In short, it does not have to be results OR mental health, both are intrinsically interlinked and interdependent.  Evidence from long term successes in effective school leadership suggests these may be some top tips worth exploring in deeper level conversations in school improvement planning 2021.   Here are some recent examples seen from school leaders across the country that helped sustain their teams through the pandemic. 

  1. Lead by example in setting the tone for staff to work smartly i.e. not running to exhaustion on tasks that make little difference to the needs of the students.  Systems and processes that are clearly designed, communicated and consistently adhered to create emotional safety for staff and students to work within.
  2. Coming out of lockdowns, acknowledge that staff have suffered loss and often bereavement and not had time to process; let’s talk about it openly.
  3. Consider developing a coaching culture to create a positive atmosphere for peer to peer challenge and support.

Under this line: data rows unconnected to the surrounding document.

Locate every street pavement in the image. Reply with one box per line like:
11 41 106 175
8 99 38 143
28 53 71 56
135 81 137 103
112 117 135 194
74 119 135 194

  4. Utilise the Mental Health Continuum to create a shared language to openly talk about mental health across the whole spectrum of needs.
  5. Develop a teaching and learning policy that centres around building emotional literacy and resilience coaching throughout daily teaching pedagogy; not as a one off well being day or event.
  6. Be in tune with youth culture. Don’t be so out of touch with the lives our children live (particularly online) that we fail to see how the curriculum is out of touch with the conversations they want and need to have to make healthy life choices.
  7. Analyse your behaviour logs, attendance data and exclusions data to establish a pattern for which students are not being understood by elements of your current curriculum.
  8. Evaluate the effectiveness of your staff absence protocols and procedures in identifying and supporting positive mental health. 
  9. Find visual strategies for open dialogue and problem solving between staff, departments and schools.   E.g. Solution Circles
  10. Understand the factors that affect cognitive overload in staff and students; let’s avoid the amygdala hijacks with quick fix short term strategies.

If you are feeling challenged and overwhelmed by the tension between results and positive mental health amongst staff and students, take the time to be mindful of some of the top tips mentioned.  Remember, #TMOS (True Measures of Success).   It would be good to hear your practical steps in creating resilient school communities for the year ahead.